# AWS OFI NCCL

AWS OFI NCCL is a plug-in which enables EC2 developers to use
[libfabric](https://github.com/ofiwg/libfabric) as a network provider while
running [NVIDIA's NCCL](https://github.com/NVIDIA/nccl) based applications.

## Overview

Machine learning frameworks running on top of NVIDIA GPUs use a library called
[NCCL](https://developer.nvidia.com/nccl) which provides standard collective
communication routines for an arbitrary number of GPUs installed across single
or multiple nodes.

This project implements a plug-in which maps NCCLs connection-oriented
transport APIs to [libfabric's](https://ofiwg.github.io/libfabric/)
connection-less reliable interface. This allows NCCL applications to take
benefit of libfabric's transport layer services like reliable message support
and operating system bypass.

## Requirements

The plug-in currently supports the following distributions:
* Amazon Linux
* Amazon Linux 2
* Redhat Enterprise Linux 7 and 8
* Ubuntu 18.04 and 20.04 LTS
* CentOS 7 and 8

It requires [Libfabric](http://github.com/ofiwg/libfabric/),
[NCCL](https://github.com/NVIDIA/nccl),
[HWLOC](https://www.open-mpi.org/projects/hwloc/), and (if you want to
run tests) an MPI Implementation. Please see the
[Release notes](http://github.com/aws/aws-ofi-nccl/releases) for
information on version compatibility.  We recommend using the
distribution version of hwloc, which can be installed with `yum
install hwloc-devel` on many RPM based distributions and `apt install
libhwloc-dev` on many DPKG based distibutions.

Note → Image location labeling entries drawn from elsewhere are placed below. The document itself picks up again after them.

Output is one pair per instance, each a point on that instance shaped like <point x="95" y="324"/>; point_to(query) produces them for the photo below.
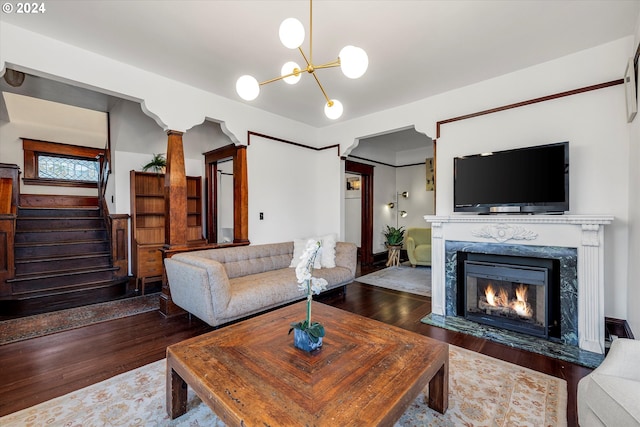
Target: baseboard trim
<point x="618" y="327"/>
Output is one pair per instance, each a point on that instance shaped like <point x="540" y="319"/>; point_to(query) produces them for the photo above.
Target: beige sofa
<point x="418" y="244"/>
<point x="610" y="395"/>
<point x="226" y="284"/>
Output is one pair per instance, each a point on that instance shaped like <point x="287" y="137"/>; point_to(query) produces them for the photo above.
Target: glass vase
<point x="302" y="340"/>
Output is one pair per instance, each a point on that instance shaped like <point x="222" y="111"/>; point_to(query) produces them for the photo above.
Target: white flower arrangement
<point x="311" y="285"/>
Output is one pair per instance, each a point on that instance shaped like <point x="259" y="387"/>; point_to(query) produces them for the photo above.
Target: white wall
<point x="353" y="213"/>
<point x="593" y="122"/>
<point x="420" y="201"/>
<point x="633" y="288"/>
<point x="296" y="188"/>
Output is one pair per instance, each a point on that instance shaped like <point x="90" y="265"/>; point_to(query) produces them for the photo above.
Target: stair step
<point x="41" y="236"/>
<point x="59" y="273"/>
<point x="62" y="290"/>
<point x="61" y="258"/>
<point x="56" y="263"/>
<point x="58" y="223"/>
<point x="35" y="282"/>
<point x="53" y="249"/>
<point x="66" y="212"/>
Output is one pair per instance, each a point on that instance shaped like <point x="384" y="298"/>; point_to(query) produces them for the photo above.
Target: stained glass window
<point x="67" y="168"/>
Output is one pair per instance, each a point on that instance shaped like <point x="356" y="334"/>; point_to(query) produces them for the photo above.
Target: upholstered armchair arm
<point x="347" y="256"/>
<point x="199" y="285"/>
<point x="410" y="242"/>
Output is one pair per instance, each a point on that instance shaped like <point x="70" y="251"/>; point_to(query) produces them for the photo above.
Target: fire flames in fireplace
<point x="498" y="302"/>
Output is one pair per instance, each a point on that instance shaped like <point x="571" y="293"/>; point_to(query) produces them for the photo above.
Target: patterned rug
<point x="401" y="278"/>
<point x="483" y="391"/>
<point x="49" y="323"/>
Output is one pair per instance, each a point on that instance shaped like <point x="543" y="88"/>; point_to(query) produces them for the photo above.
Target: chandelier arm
<point x="331" y="64"/>
<point x="310" y="34"/>
<point x="275" y="79"/>
<point x="321" y="88"/>
<point x="305" y="57"/>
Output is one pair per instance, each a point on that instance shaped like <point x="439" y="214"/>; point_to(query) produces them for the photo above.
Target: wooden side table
<point x="394" y="255"/>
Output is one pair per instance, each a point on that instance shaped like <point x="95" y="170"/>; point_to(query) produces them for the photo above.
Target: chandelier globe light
<point x="352" y="60"/>
<point x="289" y="69"/>
<point x="333" y="109"/>
<point x="291" y="33"/>
<point x="248" y="88"/>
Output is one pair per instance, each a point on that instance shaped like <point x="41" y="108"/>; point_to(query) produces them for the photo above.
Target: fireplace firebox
<point x="520" y="294"/>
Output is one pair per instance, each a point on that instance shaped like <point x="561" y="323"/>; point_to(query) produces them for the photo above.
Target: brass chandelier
<point x="353" y="62"/>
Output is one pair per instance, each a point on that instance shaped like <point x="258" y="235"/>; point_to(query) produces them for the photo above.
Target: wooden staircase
<point x="63" y="259"/>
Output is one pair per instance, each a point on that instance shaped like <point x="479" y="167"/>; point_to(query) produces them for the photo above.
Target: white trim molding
<point x="584" y="232"/>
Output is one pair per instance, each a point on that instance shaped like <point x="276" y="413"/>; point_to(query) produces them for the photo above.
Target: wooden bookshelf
<point x="148" y="220"/>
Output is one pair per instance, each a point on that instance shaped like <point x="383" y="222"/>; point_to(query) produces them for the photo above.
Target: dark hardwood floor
<point x="40" y="369"/>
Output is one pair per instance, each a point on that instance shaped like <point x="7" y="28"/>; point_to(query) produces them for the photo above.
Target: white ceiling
<point x="416" y="48"/>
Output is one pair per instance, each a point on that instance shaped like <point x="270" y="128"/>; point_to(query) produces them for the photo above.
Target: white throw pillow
<point x="298" y="250"/>
<point x="326" y="255"/>
<point x="299" y="245"/>
<point x="328" y="250"/>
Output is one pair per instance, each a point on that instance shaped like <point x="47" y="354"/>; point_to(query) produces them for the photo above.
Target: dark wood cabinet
<point x="148" y="222"/>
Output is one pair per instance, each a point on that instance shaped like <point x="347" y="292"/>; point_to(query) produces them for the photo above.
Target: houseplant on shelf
<point x="157" y="164"/>
<point x="393" y="236"/>
<point x="393" y="239"/>
<point x="308" y="335"/>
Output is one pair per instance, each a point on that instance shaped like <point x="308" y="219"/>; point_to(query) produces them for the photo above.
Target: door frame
<point x="366" y="200"/>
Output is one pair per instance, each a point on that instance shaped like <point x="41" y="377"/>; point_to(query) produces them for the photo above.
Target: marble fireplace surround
<point x="581" y="234"/>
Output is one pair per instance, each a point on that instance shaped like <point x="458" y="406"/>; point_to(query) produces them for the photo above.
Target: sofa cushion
<point x="258" y="292"/>
<point x="613" y="399"/>
<point x="245" y="260"/>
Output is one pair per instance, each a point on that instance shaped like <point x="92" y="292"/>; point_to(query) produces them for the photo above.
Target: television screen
<point x="524" y="180"/>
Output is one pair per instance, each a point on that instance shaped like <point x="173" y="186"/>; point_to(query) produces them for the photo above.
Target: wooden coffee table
<point x="366" y="373"/>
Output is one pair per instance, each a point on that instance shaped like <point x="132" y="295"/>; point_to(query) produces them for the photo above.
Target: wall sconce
<point x="391" y="205"/>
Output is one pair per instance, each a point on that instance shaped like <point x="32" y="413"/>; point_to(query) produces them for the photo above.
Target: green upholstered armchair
<point x="418" y="243"/>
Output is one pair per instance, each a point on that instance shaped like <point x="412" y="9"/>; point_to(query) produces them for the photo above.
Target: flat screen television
<point x="525" y="180"/>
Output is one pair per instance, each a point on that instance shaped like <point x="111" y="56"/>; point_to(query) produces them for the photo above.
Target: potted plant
<point x="307" y="334"/>
<point x="157" y="164"/>
<point x="394" y="236"/>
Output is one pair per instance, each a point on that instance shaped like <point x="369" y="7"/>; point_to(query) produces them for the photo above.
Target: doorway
<point x="365" y="172"/>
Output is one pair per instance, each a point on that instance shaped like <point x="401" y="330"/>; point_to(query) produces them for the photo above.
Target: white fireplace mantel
<point x="584" y="232"/>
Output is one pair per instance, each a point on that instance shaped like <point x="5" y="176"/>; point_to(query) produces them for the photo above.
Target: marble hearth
<point x="576" y="240"/>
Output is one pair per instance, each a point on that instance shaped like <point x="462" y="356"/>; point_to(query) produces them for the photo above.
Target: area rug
<point x="49" y="323"/>
<point x="401" y="278"/>
<point x="482" y="391"/>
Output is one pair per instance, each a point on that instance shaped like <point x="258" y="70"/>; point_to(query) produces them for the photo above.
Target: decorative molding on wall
<point x="504" y="232"/>
<point x="297" y="144"/>
<point x="528" y="102"/>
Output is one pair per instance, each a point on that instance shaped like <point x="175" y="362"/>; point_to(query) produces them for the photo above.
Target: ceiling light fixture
<point x="353" y="62"/>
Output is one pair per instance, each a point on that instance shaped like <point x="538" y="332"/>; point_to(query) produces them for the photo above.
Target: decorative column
<point x="240" y="197"/>
<point x="590" y="289"/>
<point x="175" y="216"/>
<point x="175" y="194"/>
<point x="438" y="293"/>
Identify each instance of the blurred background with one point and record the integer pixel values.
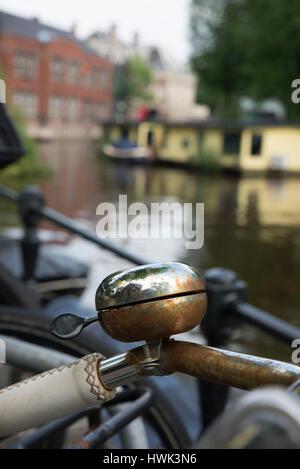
(187, 101)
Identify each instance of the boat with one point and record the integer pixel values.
(127, 151)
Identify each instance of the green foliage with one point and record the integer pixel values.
(30, 164)
(245, 48)
(207, 159)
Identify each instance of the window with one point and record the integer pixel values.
(102, 79)
(56, 107)
(73, 108)
(87, 110)
(102, 110)
(232, 141)
(27, 102)
(73, 73)
(88, 79)
(256, 145)
(25, 65)
(57, 70)
(201, 137)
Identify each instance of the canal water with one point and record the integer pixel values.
(252, 226)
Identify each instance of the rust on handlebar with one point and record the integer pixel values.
(226, 367)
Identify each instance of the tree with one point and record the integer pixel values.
(245, 48)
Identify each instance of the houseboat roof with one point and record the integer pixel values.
(208, 124)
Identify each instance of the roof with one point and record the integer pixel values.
(32, 28)
(210, 124)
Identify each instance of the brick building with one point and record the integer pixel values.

Libfabric supports various providers. The plug-in can choose only those which
support the following features as defined in the
[libfabric API documentation](https://github.com/ofiwg/libfabric/tree/master/man/).

* Tagged messaging (`FI_TAGGED`, `FI_MSG`)
* Data transfer context structures (`FI_CONTEXT`)
* Reliable datagram endpoints (`FI_EP_RDM`)
* Send after Send ordering semantics (`FI_ORDER_SAS`)
* Communication with remote endpoints (`FI_REMOTE_COMM`)

For GPUDirect RDMA support, it requires these additional features from libfabric
providers. If these are not supported by any provider on system, plug-in turns off
GPUDirect RDMA support.

* Transfers to/from device memory (`FI_HMEM`)
* Remote memory operations (`FI_RMA`, `FI_READ`)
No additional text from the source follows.